Il progetto
Quarant’anni di ritmo e libertà: Piero Monterisi torna alle origini con «Total Reverends»
Originario di Cerignola, il batterista ha lavorato con tutti, da Silvestri a Gazzè, da Fabi a Tiromancino, fino a PFM, Cristina Donà e Gianni Morandi. Il nuovo disco grazie all’incontro con Francesco Forni e Gabriele Lazzarotti
Quarant’anni di musica, migliaia di palchi, un’infinità di incontri. Piero Monterisi, originario di Cerignola, è uno di quei batteristi che hanno attraversato la storia recente della canzone italiana - da Silvestri a Gazzè, da Fabi a Tiromancino, fino a PFM, Cristina Donà e Gianni Morandi - senza smettere di cercare un suono personale. Col fresco progetto discografico Total Reverends, nato dall’incontro con Francesco Forni e Gabriele Lazzarotti, Monterisi trova il suo respiro. Forni, voce e chitarra, è noto per i progetti con Ilaria Graziano, Napoli Centrale, Marina Rei e Niccolò Fabi; Lazzarotti, richiestissimo al basso, è stato già al fianco di Silvestri, Truppi, Diodato e Roy Paci. Un trio solido, capace di unire groove, scrittura e una coscienza timbrica. Il risultato è fatto di energia e introspezione. «Con i Total Reverends ho espresso il concetto di libertà artistica - racconta Monterisi alla «Gazzetta» - Dopo tanti anni da batterista al servizio di altri, sentivo il bisogno di un linguaggio mio». Il disco, scritto e prodotto da Forni per AreaLive, è stato registrato in quattro studi e arricchito da collaborazioni che ne ampliano la tavolozza sonora. Tra gli ospiti figurano Violante Placido, Roberto Dell’Era, Rodrigo D’Erasmo e Ilaria Graziano. Oltre a a un coro di «voci ecclesiastiche» come Jose Ramon Caraballo Armas e Alice Clarini.
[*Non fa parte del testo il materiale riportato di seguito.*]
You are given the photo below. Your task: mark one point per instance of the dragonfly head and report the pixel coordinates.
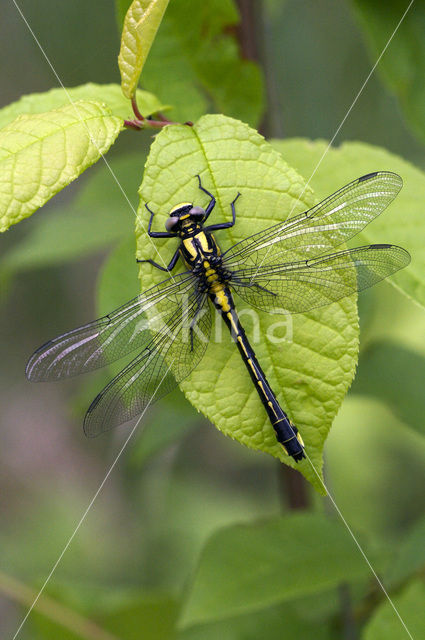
(183, 212)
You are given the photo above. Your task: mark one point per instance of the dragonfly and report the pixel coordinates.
(290, 267)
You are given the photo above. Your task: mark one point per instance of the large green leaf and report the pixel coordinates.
(117, 284)
(245, 568)
(42, 153)
(140, 26)
(402, 224)
(402, 67)
(110, 94)
(196, 59)
(311, 369)
(386, 625)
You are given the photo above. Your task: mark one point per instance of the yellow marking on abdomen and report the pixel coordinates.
(241, 342)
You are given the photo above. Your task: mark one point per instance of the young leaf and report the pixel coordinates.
(40, 154)
(140, 26)
(244, 568)
(110, 94)
(203, 63)
(99, 216)
(404, 222)
(309, 359)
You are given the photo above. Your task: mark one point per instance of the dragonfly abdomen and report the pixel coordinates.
(286, 433)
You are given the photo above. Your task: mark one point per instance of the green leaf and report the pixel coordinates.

Dieci brani in inglese parlano di alienazione e desiderio, di inferni quotidiani e piccole redenzioni. Total Reverends è un grido teatrale, un viaggio tra «autosabotaggi e demoni interiori» (come li definisce Forni) e riflette anche la storia spirituale di Monterisi. «I riferimenti sacri sono veri - spiega il musicista - Da bambino facevo il chierichetto nella parrocchia di Sant’Antonio, e quello sguardo sul divino è rimasto dentro di me». Da qui nasce l’immaginario ironico e rituale dei «Reverends», una congrega musicale di «preti e suore» che ribalta le convenzioni, mischiando sacro e profano come in una messa rock. Le mani di Monterisi solcano il disco: nel ritmo carnale di Love & Pain, nel treno impazzito di Train 2 Hell, nella ballad Uniforms, che chiude l’opera con la voce di Dell’Era e l’organo Hammond di Roberto Procaccini. È una preghiera laica contro la standardizzazione del mondo, «un invito a restare centrati sulla propria via, in un tempo che ci vuole tutti uniformi». Il disco riflette anche sul mestiere del musicista, che Monterisi cristallizza: «Il nostro lavoro sta cambiando e cambierà ancora, ma spero in meglio. Noi siamo qui a pensare con le nostre teste, a scrivere la nostra musica e a suonarla con le nostre mani». Sulla soglia dei 40 anni di carriera, Monterisi non fa bilanci perché ha fame di futuro. «Quarant’anni sono pochi - dice sorridendo -, io punto agli 80. Che sia per sempre Total Reverends, e amen». Il 22 novembre Monterisi sarà in concerto con la nuova band battezzata dal disco nella sua Puglia, allo Spazio Porto di Taranto. Un ritorno a casa che profuma di libertà. Sotto l’altare del rock.